Martin O’Neill has warned the Republic of Ireland team they are not good enough to be complacent ahead of their Euro 2016 showdown with Gibraltar.
Ireland welcome the Gibraltarians to the Aviva Stadium in Dublin on Saturday looking to further remind the visitors of the giant leap they have taken after their 7-0 drubbing by Poland last month in their first competitive fixture as a football nation.
But while most commentators are expecting Ireland to brush the Group D minnows aside with the merest of fuss, O’Neill is taking nothing for granted.
He said: “I must admit, I do have a little smile to myself. Gibraltar, I know they have got some part-time players playing in their team, but the little player playing on the left-hand side stepped inside the Polish right centre-back with two minutes to go to half-time and fired this shot about three inches over the bar which would have made it 1-1 in the game. It might have been an interesting tussle.
“You haven’t seen it – we have had to study it because it’s my job. The game was exceptionally difficult for Poland to break down.
“Poland are a decent side. We, seriously, will not be good enough to be complacent, certainly not. We are not good enough to be complacent.
“We are expected to win, don’t get me wrong. There’s a difference. We are expected to win the game and that’s our intention. But that’s it. We might not be able to break them down as easily as one might think.”
That message has been drummed into the players in Portmarnock this week with particular emphasis on video analysis of the first half of the Poles’ win, which proved far from straightforward.
Nevertheless, O’Neill’s men will head into the fixture, unusually for them, as overwhelming favourites and while refusing to count their chickens, knowing the onus will be on them to secure the three points they need to go with those they collected in dramatic fashion in Georgia last month ahead of Tuesday’s daunting trip to Germany.
O’Neill said: “The emphasis is on us to win the game, of course, we know that. Gibraltar are not expected to beat us in the match. We are hoping to be able to win the game.
“Traditionally, we are not phenomenal goalscorers, so we have to be creating chances in the game, because we will miss one or two.
“We have to be really positive from moment one, we also have to be a wee bit careful at the back not to leave ourselves stretched because a couple of times, they broke clearly on Poland and had those opportunities – they didn’t finish them and obviously got tired towards the end of the game.
“I think they will have learned a lot from that particular experience. But let’s be honest, we should win the game, we are expected to win the game, so I am not going to hide away from that.”
Victory at the Aviva is a must if Ireland are to launch a sustained assault on second place in the group with they, Scotland, Georgia and Poland under no illusions that barring a shock of epic proportions, the Germans will end the campaign on top of the pile.
To that end, the victory in Tbilisi, which was secured by Aiden McGeady’s last-gasp strike, could prove invaluable.
O’Neill said: “There was such a high of winning the game, we could have almost flown back without the plane.

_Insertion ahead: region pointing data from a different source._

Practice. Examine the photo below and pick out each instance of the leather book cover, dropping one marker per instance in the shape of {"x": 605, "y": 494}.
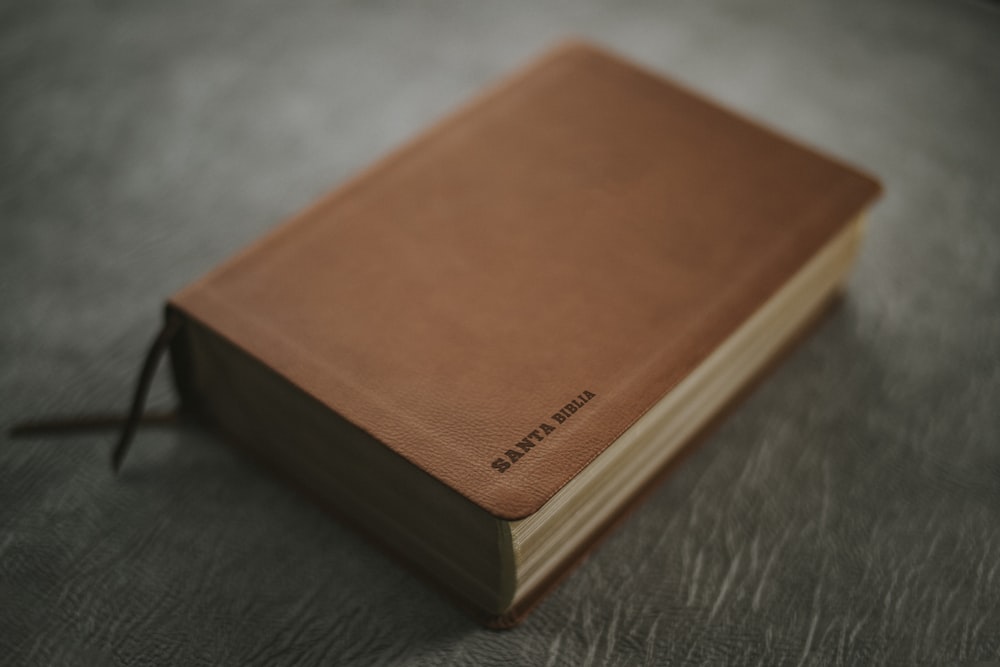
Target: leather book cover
{"x": 501, "y": 298}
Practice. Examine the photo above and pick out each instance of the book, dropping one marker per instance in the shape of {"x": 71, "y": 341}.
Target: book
{"x": 481, "y": 350}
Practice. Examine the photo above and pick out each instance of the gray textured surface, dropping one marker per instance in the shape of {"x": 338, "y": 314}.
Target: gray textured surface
{"x": 848, "y": 511}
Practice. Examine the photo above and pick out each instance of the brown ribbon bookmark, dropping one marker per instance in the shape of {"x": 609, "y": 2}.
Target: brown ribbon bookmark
{"x": 128, "y": 423}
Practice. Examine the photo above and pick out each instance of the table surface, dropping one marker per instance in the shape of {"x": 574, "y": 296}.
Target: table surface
{"x": 847, "y": 511}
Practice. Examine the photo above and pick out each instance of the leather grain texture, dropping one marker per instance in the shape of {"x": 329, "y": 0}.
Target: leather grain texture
{"x": 848, "y": 512}
{"x": 501, "y": 298}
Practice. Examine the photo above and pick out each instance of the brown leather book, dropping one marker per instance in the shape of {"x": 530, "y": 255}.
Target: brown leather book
{"x": 483, "y": 348}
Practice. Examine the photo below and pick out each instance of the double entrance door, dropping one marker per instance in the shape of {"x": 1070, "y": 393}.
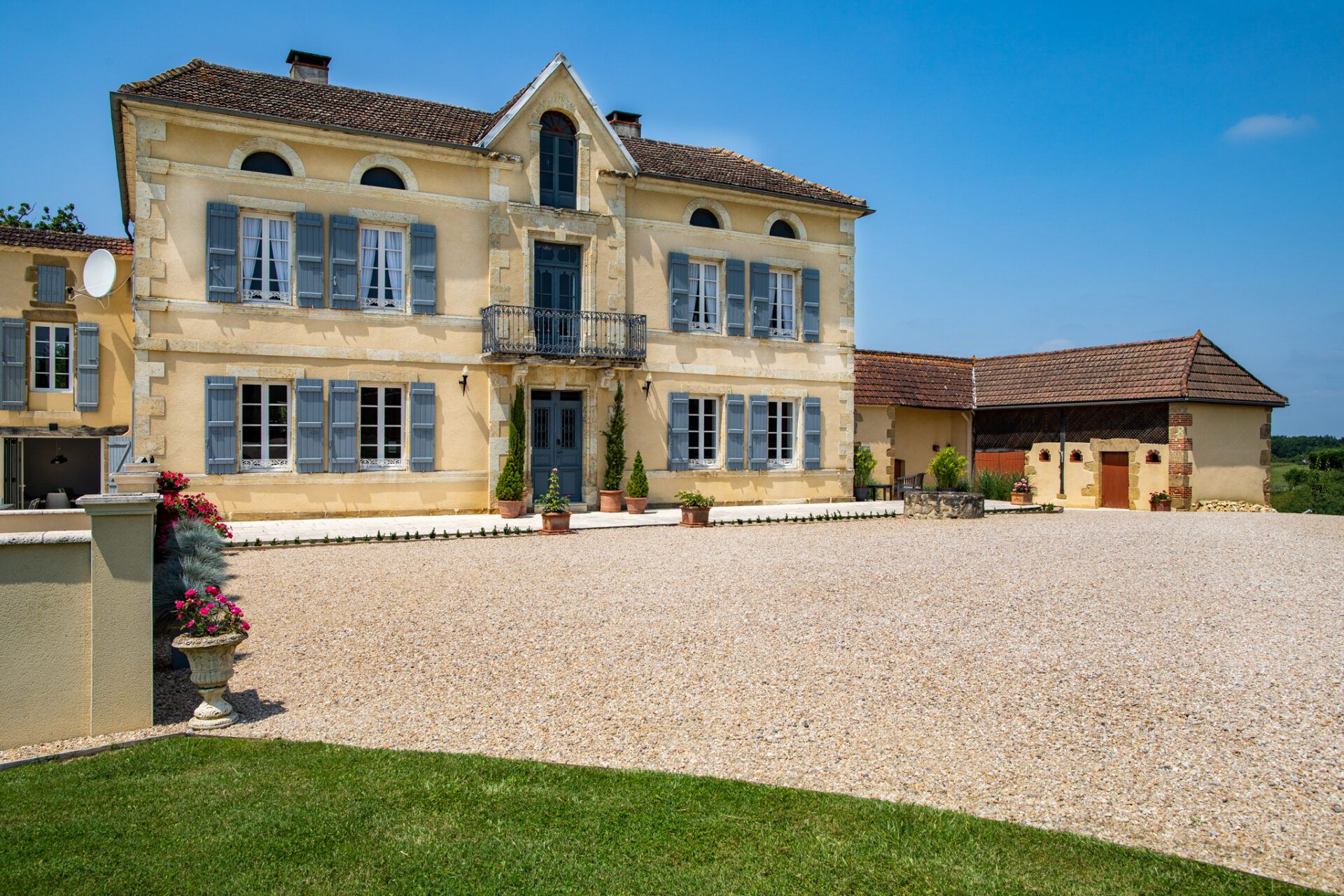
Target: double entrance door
{"x": 558, "y": 441}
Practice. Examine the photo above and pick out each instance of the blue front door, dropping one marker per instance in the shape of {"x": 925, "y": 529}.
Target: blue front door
{"x": 558, "y": 441}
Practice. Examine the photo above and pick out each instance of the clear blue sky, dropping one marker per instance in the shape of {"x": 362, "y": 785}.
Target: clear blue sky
{"x": 1043, "y": 176}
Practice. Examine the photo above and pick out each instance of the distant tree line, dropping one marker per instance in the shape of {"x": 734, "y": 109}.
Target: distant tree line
{"x": 1296, "y": 448}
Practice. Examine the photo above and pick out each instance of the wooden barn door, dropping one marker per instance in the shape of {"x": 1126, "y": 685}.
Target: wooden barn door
{"x": 1114, "y": 480}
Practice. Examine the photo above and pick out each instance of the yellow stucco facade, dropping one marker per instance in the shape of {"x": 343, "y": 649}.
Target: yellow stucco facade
{"x": 488, "y": 222}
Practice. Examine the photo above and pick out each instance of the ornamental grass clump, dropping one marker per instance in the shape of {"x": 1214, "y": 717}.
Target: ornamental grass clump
{"x": 209, "y": 614}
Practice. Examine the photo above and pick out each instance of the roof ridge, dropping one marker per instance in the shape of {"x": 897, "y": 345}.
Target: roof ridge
{"x": 784, "y": 174}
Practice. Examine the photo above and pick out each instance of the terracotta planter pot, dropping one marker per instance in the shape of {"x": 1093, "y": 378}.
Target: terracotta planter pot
{"x": 695, "y": 517}
{"x": 555, "y": 524}
{"x": 211, "y": 668}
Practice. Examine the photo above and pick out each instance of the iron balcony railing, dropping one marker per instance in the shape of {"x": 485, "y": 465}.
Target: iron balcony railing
{"x": 549, "y": 332}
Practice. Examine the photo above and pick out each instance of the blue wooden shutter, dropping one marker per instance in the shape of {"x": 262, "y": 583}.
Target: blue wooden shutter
{"x": 736, "y": 293}
{"x": 344, "y": 238}
{"x": 86, "y": 367}
{"x": 220, "y": 425}
{"x": 736, "y": 419}
{"x": 811, "y": 305}
{"x": 758, "y": 419}
{"x": 308, "y": 229}
{"x": 14, "y": 365}
{"x": 342, "y": 415}
{"x": 220, "y": 253}
{"x": 308, "y": 426}
{"x": 424, "y": 286}
{"x": 760, "y": 298}
{"x": 679, "y": 430}
{"x": 812, "y": 434}
{"x": 679, "y": 290}
{"x": 118, "y": 451}
{"x": 422, "y": 426}
{"x": 51, "y": 284}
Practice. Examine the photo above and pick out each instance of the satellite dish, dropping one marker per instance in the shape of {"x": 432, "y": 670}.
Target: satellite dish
{"x": 100, "y": 273}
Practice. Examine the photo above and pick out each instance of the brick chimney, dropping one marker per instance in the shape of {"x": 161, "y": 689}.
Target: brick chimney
{"x": 308, "y": 66}
{"x": 625, "y": 124}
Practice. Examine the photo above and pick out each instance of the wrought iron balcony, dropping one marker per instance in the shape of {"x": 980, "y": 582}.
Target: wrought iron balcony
{"x": 547, "y": 332}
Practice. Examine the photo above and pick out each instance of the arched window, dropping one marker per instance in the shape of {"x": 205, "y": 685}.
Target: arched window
{"x": 267, "y": 163}
{"x": 559, "y": 162}
{"x": 705, "y": 218}
{"x": 382, "y": 178}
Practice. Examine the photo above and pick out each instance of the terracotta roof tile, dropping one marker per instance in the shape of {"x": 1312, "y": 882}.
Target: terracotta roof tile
{"x": 1186, "y": 368}
{"x": 203, "y": 83}
{"x": 55, "y": 239}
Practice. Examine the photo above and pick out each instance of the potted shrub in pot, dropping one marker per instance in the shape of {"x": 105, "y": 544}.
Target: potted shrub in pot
{"x": 213, "y": 626}
{"x": 555, "y": 507}
{"x": 1021, "y": 492}
{"x": 510, "y": 491}
{"x": 695, "y": 508}
{"x": 946, "y": 468}
{"x": 609, "y": 496}
{"x": 863, "y": 466}
{"x": 638, "y": 491}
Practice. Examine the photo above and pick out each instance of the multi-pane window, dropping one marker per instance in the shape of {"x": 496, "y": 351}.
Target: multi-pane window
{"x": 781, "y": 304}
{"x": 704, "y": 431}
{"x": 780, "y": 430}
{"x": 265, "y": 272}
{"x": 382, "y": 269}
{"x": 705, "y": 296}
{"x": 381, "y": 416}
{"x": 51, "y": 358}
{"x": 264, "y": 424}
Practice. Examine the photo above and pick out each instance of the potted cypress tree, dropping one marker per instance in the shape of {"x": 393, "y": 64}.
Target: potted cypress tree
{"x": 511, "y": 486}
{"x": 638, "y": 489}
{"x": 555, "y": 507}
{"x": 609, "y": 496}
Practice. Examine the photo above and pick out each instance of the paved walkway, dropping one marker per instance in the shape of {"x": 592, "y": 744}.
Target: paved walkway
{"x": 359, "y": 527}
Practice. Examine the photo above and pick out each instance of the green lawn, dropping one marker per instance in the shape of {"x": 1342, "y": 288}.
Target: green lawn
{"x": 249, "y": 816}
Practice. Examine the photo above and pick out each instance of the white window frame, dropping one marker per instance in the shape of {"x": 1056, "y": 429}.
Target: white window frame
{"x": 382, "y": 461}
{"x": 50, "y": 356}
{"x": 780, "y": 301}
{"x": 268, "y": 296}
{"x": 785, "y": 450}
{"x": 704, "y": 320}
{"x": 267, "y": 464}
{"x": 696, "y": 430}
{"x": 385, "y": 295}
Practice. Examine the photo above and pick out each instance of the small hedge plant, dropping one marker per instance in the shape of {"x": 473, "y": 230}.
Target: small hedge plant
{"x": 638, "y": 484}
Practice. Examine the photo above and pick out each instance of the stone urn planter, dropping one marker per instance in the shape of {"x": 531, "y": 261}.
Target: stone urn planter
{"x": 211, "y": 668}
{"x": 695, "y": 517}
{"x": 555, "y": 524}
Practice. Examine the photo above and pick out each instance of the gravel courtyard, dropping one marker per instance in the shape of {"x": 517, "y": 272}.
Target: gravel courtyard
{"x": 1163, "y": 680}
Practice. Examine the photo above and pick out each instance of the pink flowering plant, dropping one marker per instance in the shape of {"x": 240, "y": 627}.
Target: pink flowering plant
{"x": 210, "y": 614}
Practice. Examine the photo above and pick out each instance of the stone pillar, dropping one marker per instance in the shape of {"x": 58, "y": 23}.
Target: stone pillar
{"x": 121, "y": 568}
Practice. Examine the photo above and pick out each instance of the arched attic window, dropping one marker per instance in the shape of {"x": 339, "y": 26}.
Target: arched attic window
{"x": 382, "y": 178}
{"x": 705, "y": 218}
{"x": 559, "y": 162}
{"x": 267, "y": 163}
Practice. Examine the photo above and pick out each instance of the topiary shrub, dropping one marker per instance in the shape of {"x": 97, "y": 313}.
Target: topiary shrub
{"x": 638, "y": 484}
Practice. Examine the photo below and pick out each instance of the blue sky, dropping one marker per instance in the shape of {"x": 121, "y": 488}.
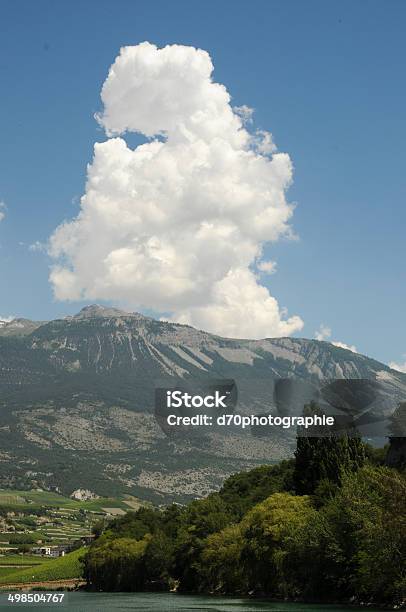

“We won the match, it was great. It was absolutely fantastic to win it in the manner in which we did, for McGeady to come up with an a blindingly brilliant goal to win it.
“It gave us three points and you never know, those three points might eventually be crucial to us. Who knows at this stage?”
For all that the opposition on Saturday may not be the most taxing, O’Neill has issues to address with uncapped 20-year-old Brian Lenihan the only specialist right-back in the squad in the absence of the injured Seamus Coleman, while central defender Richard Keogh has been ruled out of the game, and almost certainly the the trip to Gelsenkirchen, with a hamstring problem.